Your original test comes first:

r = 100000
xs = [random() for _ in range(r)]
ps = [0]*(r-1)
fs = repeat(add)
foo = ordered_reduce(None, ps, fs, precompute=True)
rpn_seq = [0] + [x for i, f in zip(range(1,r), repeat(add)) for x in (i,f)]
rpn_seq2 = list(range(r)) + list(repeat(add,r-1))
# Here rpn_seq denotes (_ + (_ + (_ +( ... )...))))
# and rpn_seq2 denotes ((...( ... _)+ _) + _).
# Obviously, they are not equivalent but with 'add' they yield the same result. 

%timeit reduce(add, xs)
100 loops, best of 3: 7.37 ms per loop
%timeit foo(xs)
1 loops, best of 3: 1.71 s per loop
%timeit rpn(xs, rpn_seq)
10 loops, best of 3: 79.5 ms per loop
%timeit rpn(xs, rpn_seq2)
10 loops, best of 3: 73 ms per loop

# Pure numpy just out of curiosity:
%timeit np.sum(np.asarray(xs))
100 loops, best of 3: 3.84 ms per loop
xs_np = np.asarray(xs)
%timeit np.sum(xs_np)
The slowest run took 4.52 times longer than the fastest.
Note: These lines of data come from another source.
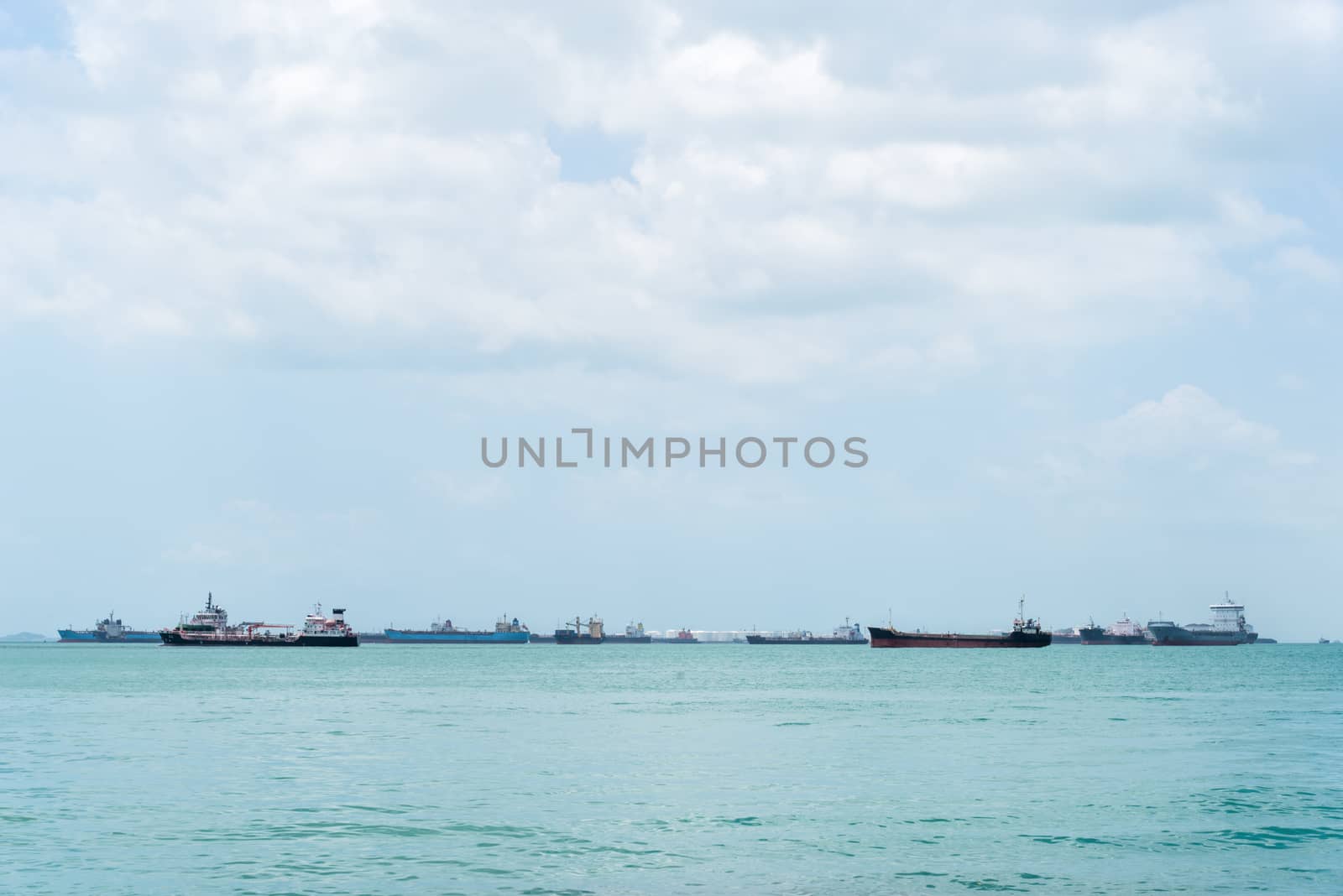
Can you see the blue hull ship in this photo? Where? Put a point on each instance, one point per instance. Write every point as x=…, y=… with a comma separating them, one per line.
x=109, y=631
x=505, y=632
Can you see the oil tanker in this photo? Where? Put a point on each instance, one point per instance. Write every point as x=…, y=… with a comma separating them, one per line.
x=505, y=632
x=1121, y=632
x=1025, y=632
x=572, y=633
x=844, y=635
x=1226, y=629
x=109, y=631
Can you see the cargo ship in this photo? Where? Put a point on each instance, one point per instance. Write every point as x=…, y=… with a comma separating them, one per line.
x=845, y=633
x=1025, y=632
x=572, y=633
x=210, y=628
x=1121, y=632
x=682, y=636
x=633, y=635
x=1226, y=629
x=505, y=632
x=109, y=631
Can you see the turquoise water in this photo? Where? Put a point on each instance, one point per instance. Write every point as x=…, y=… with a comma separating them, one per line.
x=664, y=768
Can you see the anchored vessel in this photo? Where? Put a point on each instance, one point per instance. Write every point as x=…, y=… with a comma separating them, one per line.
x=682, y=636
x=109, y=631
x=1025, y=632
x=1226, y=629
x=210, y=628
x=505, y=632
x=1121, y=632
x=572, y=633
x=633, y=635
x=845, y=633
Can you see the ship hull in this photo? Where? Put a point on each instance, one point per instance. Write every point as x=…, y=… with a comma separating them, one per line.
x=577, y=638
x=91, y=636
x=187, y=638
x=833, y=642
x=406, y=636
x=1114, y=638
x=893, y=638
x=1168, y=635
x=1199, y=642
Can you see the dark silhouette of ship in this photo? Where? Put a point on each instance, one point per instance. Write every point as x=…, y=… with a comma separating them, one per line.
x=1025, y=632
x=574, y=633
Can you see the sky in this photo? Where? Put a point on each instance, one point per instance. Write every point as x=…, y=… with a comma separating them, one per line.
x=269, y=273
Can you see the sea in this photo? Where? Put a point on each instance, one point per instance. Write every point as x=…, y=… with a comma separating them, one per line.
x=671, y=768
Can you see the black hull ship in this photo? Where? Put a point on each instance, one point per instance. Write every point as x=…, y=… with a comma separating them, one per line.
x=1025, y=632
x=574, y=633
x=210, y=628
x=633, y=635
x=846, y=633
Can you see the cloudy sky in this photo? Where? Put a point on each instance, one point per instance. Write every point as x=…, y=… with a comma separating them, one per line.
x=270, y=271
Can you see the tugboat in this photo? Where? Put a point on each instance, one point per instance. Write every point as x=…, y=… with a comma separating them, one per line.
x=845, y=633
x=1025, y=632
x=633, y=635
x=505, y=632
x=210, y=628
x=1121, y=632
x=109, y=631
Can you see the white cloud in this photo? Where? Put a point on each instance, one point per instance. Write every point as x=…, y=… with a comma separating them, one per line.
x=199, y=553
x=1303, y=259
x=1185, y=421
x=337, y=177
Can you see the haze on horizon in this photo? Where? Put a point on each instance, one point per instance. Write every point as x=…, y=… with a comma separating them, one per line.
x=269, y=273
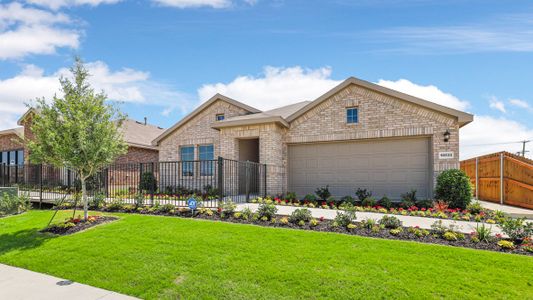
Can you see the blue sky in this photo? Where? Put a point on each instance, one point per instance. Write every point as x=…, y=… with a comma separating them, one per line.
x=161, y=58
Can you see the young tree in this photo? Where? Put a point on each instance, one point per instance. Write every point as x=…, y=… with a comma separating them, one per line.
x=79, y=131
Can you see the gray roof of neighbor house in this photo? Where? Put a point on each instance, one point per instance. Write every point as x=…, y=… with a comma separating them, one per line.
x=138, y=134
x=17, y=130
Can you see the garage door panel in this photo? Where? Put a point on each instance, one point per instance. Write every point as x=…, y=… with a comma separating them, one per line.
x=386, y=167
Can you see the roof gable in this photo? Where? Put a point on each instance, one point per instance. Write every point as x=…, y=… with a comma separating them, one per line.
x=205, y=105
x=462, y=117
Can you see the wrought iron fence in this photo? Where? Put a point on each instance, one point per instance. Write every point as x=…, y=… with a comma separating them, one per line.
x=153, y=182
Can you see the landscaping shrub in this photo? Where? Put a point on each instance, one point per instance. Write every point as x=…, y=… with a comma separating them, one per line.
x=475, y=207
x=483, y=233
x=310, y=198
x=291, y=196
x=267, y=211
x=345, y=218
x=348, y=199
x=97, y=201
x=517, y=229
x=301, y=214
x=363, y=194
x=424, y=203
x=408, y=199
x=385, y=202
x=323, y=192
x=147, y=182
x=453, y=186
x=368, y=201
x=390, y=222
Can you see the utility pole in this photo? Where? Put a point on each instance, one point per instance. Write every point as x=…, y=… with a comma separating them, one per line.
x=524, y=147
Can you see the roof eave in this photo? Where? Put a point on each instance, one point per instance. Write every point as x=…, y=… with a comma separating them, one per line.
x=235, y=123
x=199, y=109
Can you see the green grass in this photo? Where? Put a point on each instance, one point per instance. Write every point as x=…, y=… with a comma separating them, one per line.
x=164, y=257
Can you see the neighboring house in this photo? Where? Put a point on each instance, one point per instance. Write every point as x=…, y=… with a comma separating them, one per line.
x=137, y=135
x=357, y=135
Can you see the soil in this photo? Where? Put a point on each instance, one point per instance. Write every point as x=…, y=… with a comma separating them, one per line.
x=79, y=226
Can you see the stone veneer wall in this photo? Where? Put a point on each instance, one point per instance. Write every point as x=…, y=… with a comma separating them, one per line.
x=380, y=116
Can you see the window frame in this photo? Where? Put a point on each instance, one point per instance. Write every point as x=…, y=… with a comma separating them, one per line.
x=187, y=165
x=350, y=118
x=206, y=164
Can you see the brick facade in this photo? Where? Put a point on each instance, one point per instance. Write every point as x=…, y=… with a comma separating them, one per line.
x=138, y=155
x=198, y=131
x=380, y=116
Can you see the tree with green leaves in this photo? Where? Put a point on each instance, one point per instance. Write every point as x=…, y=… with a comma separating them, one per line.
x=79, y=131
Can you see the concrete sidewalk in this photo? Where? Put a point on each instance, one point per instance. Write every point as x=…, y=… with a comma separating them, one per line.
x=515, y=212
x=21, y=284
x=422, y=222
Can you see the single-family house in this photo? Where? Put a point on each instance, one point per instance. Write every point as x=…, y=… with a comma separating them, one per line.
x=357, y=135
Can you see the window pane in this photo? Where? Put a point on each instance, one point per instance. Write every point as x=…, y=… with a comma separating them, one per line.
x=206, y=152
x=20, y=157
x=351, y=115
x=187, y=154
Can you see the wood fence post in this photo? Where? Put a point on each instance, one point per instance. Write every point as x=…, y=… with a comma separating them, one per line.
x=501, y=178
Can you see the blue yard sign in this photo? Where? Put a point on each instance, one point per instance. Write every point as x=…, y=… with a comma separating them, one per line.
x=192, y=203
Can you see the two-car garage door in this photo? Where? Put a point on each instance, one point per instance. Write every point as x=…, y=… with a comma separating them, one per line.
x=386, y=167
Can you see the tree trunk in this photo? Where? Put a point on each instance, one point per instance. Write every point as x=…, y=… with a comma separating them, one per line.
x=84, y=199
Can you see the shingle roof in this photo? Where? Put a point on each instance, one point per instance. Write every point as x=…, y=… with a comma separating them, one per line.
x=138, y=134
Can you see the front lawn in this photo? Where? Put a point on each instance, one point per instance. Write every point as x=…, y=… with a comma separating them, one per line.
x=168, y=257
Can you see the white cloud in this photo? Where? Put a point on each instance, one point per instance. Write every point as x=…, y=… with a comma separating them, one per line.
x=426, y=92
x=497, y=104
x=25, y=31
x=126, y=85
x=510, y=33
x=488, y=134
x=194, y=3
x=521, y=104
x=274, y=87
x=57, y=4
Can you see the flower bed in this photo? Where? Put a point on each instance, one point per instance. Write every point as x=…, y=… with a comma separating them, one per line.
x=345, y=223
x=74, y=225
x=439, y=210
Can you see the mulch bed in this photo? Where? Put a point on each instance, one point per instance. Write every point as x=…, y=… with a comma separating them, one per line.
x=60, y=229
x=326, y=226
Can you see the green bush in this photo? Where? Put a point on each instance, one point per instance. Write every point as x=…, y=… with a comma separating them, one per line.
x=453, y=187
x=302, y=214
x=148, y=182
x=368, y=202
x=408, y=199
x=267, y=211
x=310, y=198
x=517, y=229
x=363, y=194
x=323, y=192
x=345, y=218
x=390, y=222
x=385, y=202
x=424, y=203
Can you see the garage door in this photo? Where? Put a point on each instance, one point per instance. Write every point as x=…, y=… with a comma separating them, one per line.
x=386, y=167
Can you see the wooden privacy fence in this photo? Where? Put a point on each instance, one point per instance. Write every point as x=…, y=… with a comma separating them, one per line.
x=512, y=186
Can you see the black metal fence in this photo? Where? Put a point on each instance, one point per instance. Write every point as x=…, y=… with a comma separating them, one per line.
x=154, y=182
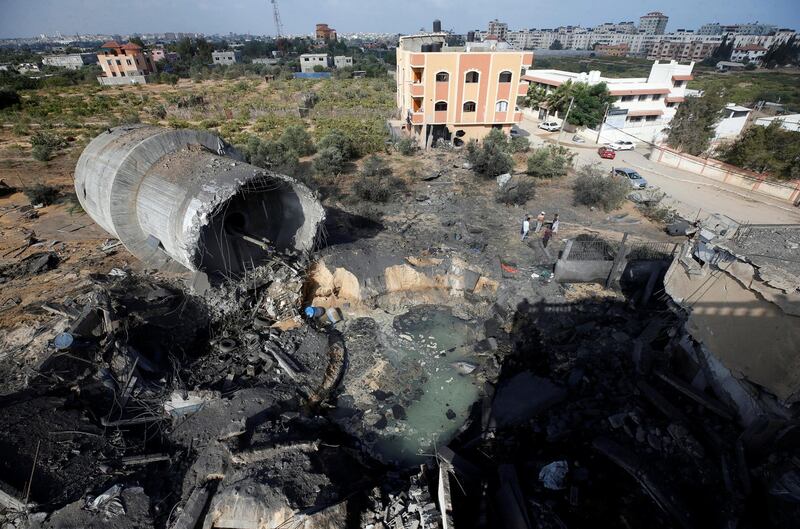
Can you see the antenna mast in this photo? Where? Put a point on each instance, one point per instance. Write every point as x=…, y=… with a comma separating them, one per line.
x=277, y=16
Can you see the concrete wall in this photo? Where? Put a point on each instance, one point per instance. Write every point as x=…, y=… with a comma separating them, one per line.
x=722, y=172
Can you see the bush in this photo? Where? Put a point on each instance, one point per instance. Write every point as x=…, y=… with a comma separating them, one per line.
x=41, y=194
x=341, y=142
x=517, y=192
x=407, y=146
x=489, y=160
x=329, y=162
x=592, y=188
x=296, y=137
x=550, y=162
This could mean that an intermediate result is being cached 
10000 loops, best of 3: 48.5 µs per loop

So, rpn was 10 times slower than reduce but about 20 times faster than ordered_reduce.

Now, let's try something more complicated: alternately adding and multiplying matrices. I need a special function for it to test against reduce.

add_or_dot_b = 1
def add_or_dot(x,y):
    '''calls 'add' and 'np.dot' alternately'''
    global add_or_dot_b
    if add_or_dot_b:
        out = x+y
    else:
        out = np.dot(x,y)
    add_or_dot_b = 1 - add_or_dot_b
    # normalizing out to avoid `inf` in results
    return out/np.max(out)

r = 100001      # +1 for convenience
                # (we apply an even number of functions) 
xs = [np.random.rand(2,2) for _ in range(r)]
ps = [0]*(r-1)
fs = repeat(add_or_dot)
foo = ordered_reduce(None, ps, fs, precompute=True)
rpn_seq = [0] + [x for i, f in zip(range(1,r), repeat(add_or_dot)) for x in (i,f)]

%timeit reduce(add_or_dot, xs)
1 loops, best of 3: 894 ms per loop
%timeit foo(xs)
1 loops, best of 3: 2.72 s per loop
%timeit rpn(xs, rpn_seq)
1 loops, best of 3: 1.17 s per loop

Here, rpn was roughly 25% slower than reduce and more than 2 times faster than ordered_reduce.